Metformin had no effect on cimetidine pharmacokinetics. Although such interactions remain theoretical (except for cimetidine), careful patient monitoring and dose adjustment of AVANDAMET and/ or the interfering drug is recommended in patients who are taking cationic medications that are excreted via the proximal renal tubular secretory system.
Certain drugs tend to produce hyperglycemia and may lead to loss of glycemic control. These drugs include thiazides and other diuretics, corticosteroids, phenothiazines, thyroid products, estrogens, oral contraceptives, phenytoin, nicotinic acid, sympathomimetics, calcium channel blocking drugs, and isoniazid. When such drugs are administered to a patient receiving AVANDAMET, the patient should be closely observed to maintain adequate glycemic control.
In healthy volunteers, the pharmacokinetics of metformin and propranolol and metformin and ibuprofen were not affected when coadministered in single-dose interaction studies. Metformin is negligibly bound to plasma proteins and is therefore, less likely to interact with highly protein-bound drugs such as salicylates, sulfonamides, chloramphenicol, and probenecid.
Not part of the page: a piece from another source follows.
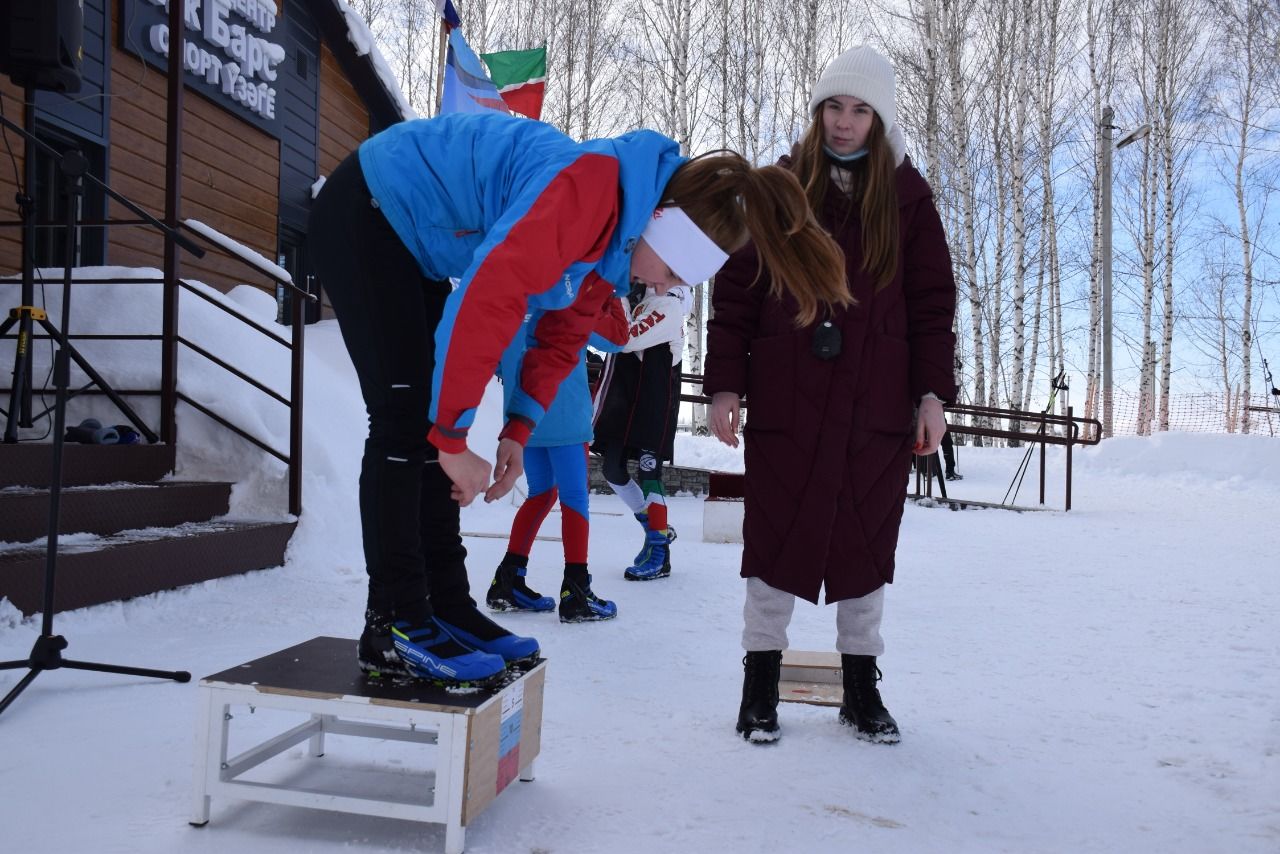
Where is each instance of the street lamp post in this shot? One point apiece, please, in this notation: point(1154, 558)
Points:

Carcinogenesis, Mutagenesis, Impairment of Fertility:
No animal studies have been conducted with the combined products in AVANDAMET. The following data are based on findings in studies performed with rosiglitazone or metformin individually.
A 2-year carcinogenicity study was conducted in Charles River CD-1 mice at doses of 0.4, 1.5, and 6 mg/ kg/ day in the diet (highest dose equivalent to approximately 12 times human AUC at the maximum recommended human daily dose of the rosiglitazone component of AVANDAMET). Sprague-Dawley rats were dosed for 2 years by oral gavage at doses of 0.05, 0.3, and 2 mg/ kg/ day (highest dose equivalent to approximately 10 and 20 times human AUC at the maximum recommended human daily dose of the rosiglitazone component of AVANDAMET for male and female rats, respectively).